When speaking of the environmental impact of animal consumption, it’s easy to get lost or overwhelmed with the stats and numbers but miss the bigger picture. The girls walk through how to have these conversations without needing to sight specific numbers.
In This Episode
The girls wade through the facts around how animal consumption impacts the environment and make the connections so that you can have conversations with omnivores on this topic without getting lost in the endless statistics.
Pollution
Animal agriculture and it’s by-products are the #1 producer of greenhouse gas emissions. There are some conflicting statistics floating around out there as to what percentage – ranging from 18-51% – but all reports agree that animal agriculture is #1.
The discrepancy is because the initial report by the United Nations reportedly underestimated or didn’t account for livestock related factors like methane, respiration and land use, or they assigned those factors to other sectors incorrectly. A respected US thinktank, the Worldwatch Institute, published the higher estimate.
Cows produce 150 billion gallons of methane per day, roughly equal to the amount put out by the natural gas sector. Methane is far more destructive (25-100 times) than carbon dioxide on a 20 year timeframe. The good news is it dissipates more quickly than C02, so if we stopped producing it, the effects of it would heal relatively quickly
Land
Livestock covers 45% of the earth’s land mass. Think about that. Nearly half of all the land on earth is covered in animals raised for food.

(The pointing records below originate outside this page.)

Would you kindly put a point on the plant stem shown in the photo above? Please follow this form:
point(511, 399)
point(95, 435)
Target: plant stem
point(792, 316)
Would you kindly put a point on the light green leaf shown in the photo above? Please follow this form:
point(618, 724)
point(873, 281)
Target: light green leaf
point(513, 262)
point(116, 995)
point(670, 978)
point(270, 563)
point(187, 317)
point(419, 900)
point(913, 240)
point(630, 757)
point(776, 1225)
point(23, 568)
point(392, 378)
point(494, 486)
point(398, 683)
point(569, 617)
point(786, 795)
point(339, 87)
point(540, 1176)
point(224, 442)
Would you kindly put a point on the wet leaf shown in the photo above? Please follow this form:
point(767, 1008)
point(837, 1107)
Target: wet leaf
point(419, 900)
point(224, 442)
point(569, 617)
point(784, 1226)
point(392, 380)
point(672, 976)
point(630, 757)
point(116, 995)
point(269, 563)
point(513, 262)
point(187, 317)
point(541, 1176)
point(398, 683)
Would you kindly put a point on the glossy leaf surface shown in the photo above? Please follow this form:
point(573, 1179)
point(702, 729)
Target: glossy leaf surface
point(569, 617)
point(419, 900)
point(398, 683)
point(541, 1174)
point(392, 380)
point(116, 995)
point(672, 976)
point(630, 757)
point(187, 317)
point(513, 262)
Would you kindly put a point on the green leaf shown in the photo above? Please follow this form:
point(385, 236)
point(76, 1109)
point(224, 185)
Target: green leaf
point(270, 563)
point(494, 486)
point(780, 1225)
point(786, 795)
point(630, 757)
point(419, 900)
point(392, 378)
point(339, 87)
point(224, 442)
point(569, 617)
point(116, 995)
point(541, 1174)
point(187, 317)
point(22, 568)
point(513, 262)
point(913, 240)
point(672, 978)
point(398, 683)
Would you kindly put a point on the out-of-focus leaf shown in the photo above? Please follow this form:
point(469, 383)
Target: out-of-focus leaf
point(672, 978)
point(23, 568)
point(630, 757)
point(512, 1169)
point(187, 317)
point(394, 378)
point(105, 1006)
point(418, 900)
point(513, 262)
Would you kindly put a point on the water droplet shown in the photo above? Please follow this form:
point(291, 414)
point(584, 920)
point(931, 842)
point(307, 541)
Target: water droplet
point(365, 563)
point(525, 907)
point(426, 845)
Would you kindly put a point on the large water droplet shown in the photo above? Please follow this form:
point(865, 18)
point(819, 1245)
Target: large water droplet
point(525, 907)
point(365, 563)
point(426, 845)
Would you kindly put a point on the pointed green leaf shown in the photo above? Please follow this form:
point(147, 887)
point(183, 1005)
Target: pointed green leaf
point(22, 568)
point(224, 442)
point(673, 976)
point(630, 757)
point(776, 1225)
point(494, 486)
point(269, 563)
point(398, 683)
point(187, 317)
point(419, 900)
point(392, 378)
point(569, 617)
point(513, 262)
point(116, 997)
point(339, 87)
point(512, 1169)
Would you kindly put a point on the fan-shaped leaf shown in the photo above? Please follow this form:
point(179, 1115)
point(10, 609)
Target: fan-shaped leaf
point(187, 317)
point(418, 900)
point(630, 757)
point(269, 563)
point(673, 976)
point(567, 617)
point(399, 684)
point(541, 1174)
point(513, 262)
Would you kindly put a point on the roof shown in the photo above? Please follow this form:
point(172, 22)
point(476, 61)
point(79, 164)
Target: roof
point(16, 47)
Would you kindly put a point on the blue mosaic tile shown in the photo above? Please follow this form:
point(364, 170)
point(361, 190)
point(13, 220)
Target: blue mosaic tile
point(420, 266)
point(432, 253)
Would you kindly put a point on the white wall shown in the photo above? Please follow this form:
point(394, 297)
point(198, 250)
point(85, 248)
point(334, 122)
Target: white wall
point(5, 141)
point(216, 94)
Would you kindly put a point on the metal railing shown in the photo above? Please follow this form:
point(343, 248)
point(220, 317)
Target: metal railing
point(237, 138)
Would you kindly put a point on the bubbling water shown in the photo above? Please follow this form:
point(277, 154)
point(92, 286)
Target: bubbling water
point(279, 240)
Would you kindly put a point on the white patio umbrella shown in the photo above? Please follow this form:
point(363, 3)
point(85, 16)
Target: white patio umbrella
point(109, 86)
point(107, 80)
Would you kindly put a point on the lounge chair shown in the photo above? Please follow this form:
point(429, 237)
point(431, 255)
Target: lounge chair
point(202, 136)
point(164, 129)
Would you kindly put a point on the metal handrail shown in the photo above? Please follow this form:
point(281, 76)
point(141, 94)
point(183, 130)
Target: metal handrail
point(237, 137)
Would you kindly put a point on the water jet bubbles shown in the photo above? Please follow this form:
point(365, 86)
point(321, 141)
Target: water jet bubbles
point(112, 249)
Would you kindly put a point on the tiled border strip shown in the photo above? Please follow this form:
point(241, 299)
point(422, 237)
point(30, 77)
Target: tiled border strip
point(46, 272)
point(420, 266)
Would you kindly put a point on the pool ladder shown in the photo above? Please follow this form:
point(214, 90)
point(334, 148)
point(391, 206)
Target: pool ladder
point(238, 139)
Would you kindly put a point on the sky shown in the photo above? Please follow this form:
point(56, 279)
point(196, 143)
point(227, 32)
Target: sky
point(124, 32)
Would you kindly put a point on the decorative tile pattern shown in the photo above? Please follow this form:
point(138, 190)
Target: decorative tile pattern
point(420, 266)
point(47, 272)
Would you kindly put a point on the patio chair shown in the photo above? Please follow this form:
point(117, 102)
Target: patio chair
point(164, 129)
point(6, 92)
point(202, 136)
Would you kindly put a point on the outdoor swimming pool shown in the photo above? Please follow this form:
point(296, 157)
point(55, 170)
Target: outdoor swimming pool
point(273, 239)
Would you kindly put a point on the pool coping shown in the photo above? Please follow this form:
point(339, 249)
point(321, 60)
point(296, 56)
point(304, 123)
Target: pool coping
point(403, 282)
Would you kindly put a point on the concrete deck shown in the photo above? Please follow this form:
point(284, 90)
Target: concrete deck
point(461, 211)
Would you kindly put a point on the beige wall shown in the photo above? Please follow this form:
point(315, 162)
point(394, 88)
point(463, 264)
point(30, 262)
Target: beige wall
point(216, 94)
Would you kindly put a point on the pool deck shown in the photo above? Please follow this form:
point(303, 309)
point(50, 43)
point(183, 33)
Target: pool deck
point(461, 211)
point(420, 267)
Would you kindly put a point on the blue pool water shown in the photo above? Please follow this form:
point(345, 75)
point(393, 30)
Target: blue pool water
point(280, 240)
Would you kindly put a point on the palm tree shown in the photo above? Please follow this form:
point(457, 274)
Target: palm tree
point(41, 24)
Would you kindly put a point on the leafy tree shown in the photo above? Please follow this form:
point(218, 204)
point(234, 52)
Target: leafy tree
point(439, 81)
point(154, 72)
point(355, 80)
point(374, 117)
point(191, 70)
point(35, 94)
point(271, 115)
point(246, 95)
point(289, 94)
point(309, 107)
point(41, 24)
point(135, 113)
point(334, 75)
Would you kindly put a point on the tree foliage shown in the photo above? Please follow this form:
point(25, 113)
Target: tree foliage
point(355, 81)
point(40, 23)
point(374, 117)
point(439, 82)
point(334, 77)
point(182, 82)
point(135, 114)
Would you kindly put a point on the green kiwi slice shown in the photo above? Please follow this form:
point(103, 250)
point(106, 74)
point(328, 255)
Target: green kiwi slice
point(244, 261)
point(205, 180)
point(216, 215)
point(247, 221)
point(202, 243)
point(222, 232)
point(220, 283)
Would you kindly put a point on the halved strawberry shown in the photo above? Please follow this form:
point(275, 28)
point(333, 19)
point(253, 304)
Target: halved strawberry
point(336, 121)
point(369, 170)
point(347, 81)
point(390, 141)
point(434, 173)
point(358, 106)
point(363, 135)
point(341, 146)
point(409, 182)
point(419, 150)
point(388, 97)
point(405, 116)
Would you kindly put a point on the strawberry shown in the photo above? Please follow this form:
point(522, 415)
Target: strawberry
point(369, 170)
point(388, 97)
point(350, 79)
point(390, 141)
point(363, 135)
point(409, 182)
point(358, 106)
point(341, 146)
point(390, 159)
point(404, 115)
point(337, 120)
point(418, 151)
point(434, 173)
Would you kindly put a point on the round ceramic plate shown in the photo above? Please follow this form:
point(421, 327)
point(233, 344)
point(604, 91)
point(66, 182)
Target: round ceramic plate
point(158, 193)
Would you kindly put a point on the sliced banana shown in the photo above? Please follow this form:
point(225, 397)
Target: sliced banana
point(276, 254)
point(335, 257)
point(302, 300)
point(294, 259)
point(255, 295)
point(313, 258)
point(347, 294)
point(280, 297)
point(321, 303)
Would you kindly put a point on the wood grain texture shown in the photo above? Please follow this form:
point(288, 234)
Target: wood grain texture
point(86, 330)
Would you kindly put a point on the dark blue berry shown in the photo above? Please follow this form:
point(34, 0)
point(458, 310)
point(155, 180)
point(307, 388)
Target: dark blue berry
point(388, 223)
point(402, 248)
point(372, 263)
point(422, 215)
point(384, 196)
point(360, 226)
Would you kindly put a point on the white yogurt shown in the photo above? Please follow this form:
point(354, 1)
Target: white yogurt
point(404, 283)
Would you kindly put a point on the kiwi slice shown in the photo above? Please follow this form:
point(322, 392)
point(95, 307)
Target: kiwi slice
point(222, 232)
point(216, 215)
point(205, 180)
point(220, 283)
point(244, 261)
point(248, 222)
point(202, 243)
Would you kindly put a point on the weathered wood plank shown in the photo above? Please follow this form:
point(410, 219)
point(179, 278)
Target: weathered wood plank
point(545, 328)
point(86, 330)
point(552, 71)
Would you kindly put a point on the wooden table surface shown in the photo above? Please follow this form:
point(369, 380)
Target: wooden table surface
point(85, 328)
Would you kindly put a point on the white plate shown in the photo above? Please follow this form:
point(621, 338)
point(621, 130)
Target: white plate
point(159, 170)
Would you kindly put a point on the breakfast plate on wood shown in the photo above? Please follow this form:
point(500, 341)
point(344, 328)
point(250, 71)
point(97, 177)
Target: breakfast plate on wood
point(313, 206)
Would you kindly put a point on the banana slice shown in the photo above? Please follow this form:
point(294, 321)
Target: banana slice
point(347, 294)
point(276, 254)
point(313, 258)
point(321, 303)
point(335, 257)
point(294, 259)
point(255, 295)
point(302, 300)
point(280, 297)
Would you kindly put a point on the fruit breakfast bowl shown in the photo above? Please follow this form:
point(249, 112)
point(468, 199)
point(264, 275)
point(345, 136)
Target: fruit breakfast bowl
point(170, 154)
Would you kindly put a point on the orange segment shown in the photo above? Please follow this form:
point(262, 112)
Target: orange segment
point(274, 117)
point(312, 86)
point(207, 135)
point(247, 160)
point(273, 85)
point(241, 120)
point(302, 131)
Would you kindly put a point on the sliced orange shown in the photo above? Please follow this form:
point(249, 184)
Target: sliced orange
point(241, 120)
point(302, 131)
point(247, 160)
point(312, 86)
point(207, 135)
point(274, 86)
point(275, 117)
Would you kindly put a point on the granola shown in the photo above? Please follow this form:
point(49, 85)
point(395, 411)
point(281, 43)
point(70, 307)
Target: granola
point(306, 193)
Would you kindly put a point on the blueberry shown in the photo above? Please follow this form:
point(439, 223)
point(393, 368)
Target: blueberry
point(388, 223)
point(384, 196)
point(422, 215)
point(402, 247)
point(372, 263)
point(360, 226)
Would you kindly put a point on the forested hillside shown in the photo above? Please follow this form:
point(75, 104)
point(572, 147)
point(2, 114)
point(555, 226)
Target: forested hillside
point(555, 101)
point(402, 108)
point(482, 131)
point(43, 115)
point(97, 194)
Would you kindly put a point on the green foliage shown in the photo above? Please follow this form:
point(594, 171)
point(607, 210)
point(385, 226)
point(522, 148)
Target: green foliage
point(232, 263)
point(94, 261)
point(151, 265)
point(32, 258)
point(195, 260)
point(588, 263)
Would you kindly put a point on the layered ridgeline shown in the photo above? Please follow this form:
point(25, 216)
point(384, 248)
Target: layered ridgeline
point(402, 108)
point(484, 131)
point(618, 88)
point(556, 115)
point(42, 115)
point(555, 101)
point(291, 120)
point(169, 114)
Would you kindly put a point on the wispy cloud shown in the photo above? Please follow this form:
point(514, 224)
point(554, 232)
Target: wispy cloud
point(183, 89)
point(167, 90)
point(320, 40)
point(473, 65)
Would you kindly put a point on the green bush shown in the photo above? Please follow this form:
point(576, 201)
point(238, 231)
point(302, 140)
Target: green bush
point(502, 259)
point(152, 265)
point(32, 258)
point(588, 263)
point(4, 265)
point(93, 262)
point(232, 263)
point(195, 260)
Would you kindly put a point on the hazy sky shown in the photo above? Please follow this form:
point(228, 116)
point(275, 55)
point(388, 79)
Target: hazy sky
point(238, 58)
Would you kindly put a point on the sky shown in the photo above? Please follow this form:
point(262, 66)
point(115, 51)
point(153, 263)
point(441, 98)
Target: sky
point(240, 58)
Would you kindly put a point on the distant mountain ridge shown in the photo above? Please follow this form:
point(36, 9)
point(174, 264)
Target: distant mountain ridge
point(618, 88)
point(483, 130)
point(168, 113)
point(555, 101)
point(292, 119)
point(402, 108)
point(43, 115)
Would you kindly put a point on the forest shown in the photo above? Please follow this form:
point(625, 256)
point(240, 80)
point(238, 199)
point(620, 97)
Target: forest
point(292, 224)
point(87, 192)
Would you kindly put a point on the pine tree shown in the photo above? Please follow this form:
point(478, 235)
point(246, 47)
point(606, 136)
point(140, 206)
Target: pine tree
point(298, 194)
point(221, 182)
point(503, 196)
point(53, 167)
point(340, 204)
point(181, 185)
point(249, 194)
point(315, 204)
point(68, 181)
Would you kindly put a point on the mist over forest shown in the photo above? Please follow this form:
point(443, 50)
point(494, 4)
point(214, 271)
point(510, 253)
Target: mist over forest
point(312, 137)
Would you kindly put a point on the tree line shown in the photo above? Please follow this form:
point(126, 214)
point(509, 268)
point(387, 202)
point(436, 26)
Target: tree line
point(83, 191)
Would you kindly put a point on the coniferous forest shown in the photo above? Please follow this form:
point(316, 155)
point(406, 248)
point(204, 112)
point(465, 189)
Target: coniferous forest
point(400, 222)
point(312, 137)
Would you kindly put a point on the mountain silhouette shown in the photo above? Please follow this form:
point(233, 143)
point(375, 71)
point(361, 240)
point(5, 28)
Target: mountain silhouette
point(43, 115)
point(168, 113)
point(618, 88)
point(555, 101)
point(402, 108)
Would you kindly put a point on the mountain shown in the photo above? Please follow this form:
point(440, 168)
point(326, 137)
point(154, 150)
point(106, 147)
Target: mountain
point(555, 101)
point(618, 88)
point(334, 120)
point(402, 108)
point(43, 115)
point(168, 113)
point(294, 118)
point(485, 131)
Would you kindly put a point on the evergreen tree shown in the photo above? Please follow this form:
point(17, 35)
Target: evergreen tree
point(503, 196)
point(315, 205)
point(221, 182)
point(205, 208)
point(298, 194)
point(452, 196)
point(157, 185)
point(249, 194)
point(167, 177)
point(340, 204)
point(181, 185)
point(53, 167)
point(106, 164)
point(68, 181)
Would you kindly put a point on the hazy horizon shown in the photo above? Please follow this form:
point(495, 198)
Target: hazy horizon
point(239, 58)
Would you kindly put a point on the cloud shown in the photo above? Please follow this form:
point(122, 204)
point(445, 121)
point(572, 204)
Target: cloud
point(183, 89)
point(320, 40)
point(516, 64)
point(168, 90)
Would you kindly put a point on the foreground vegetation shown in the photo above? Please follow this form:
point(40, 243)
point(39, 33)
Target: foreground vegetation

Animal agriculture is responsible for 91% of rainforest destruction, for livestock and feed crops. So, whenever someone talks to you about rainforest devastation, let them know that that land is often cleared to raise animals to be eaten. And when it’s not? A tremendous amount of land is used for crops to feed livestock.
Livestock is the leading driver in land desertification – land that has lost all topsoil and fertility. Desertification is caused by mono crops grown to feed livestock and by livestock grazing.
Grassfed cows are not a sustainable option. It takes 2-20 acres to support one cow. They graze for longer, requiring massive land resources as well as producing more methane.
Oceans / Water
Fishing is absolutely devastating to our oceans.
¾ of the earth’s fisheries are exploited or depleted – we could see fishless oceans by 2048
About 2.7 trillion animals are pulled from the oceans every year – for every 1 pound of fish caught, there’s about 5 pounds of by-catch, a lot of which just dies or is discarded. For 1 pound of shrimp, it can be as much as 10 to 20 pounds of by-catch.
Fishing vessels, lines and nets are responsible for the deaths of hundreds of thousands of sharks, whales, dolphins and seals every year
Animal agriculture makes up 80-90% of US water consumption. All the short showers and un-watered lawns can’t make a dent compared to our food choices.
Wildlife / Endangered Animals / Hunting
Government sanctioned hunting and eradication programs are largely to kill off predatory animals in an area who may, or may not, be killing livestock. So wolves, cheetahs, coyotes – killed to the point of endangerment in order to protect ranchers’ investment in their cattle, sheep and pigs.
Rainforest destruction for livestock and crops, kills over 100 species of animals, insects and plants each DAY.
Bottom line: animal agriculture is the leading cause of species extinction, ocean dead zones, water pollution, and habitat destruction.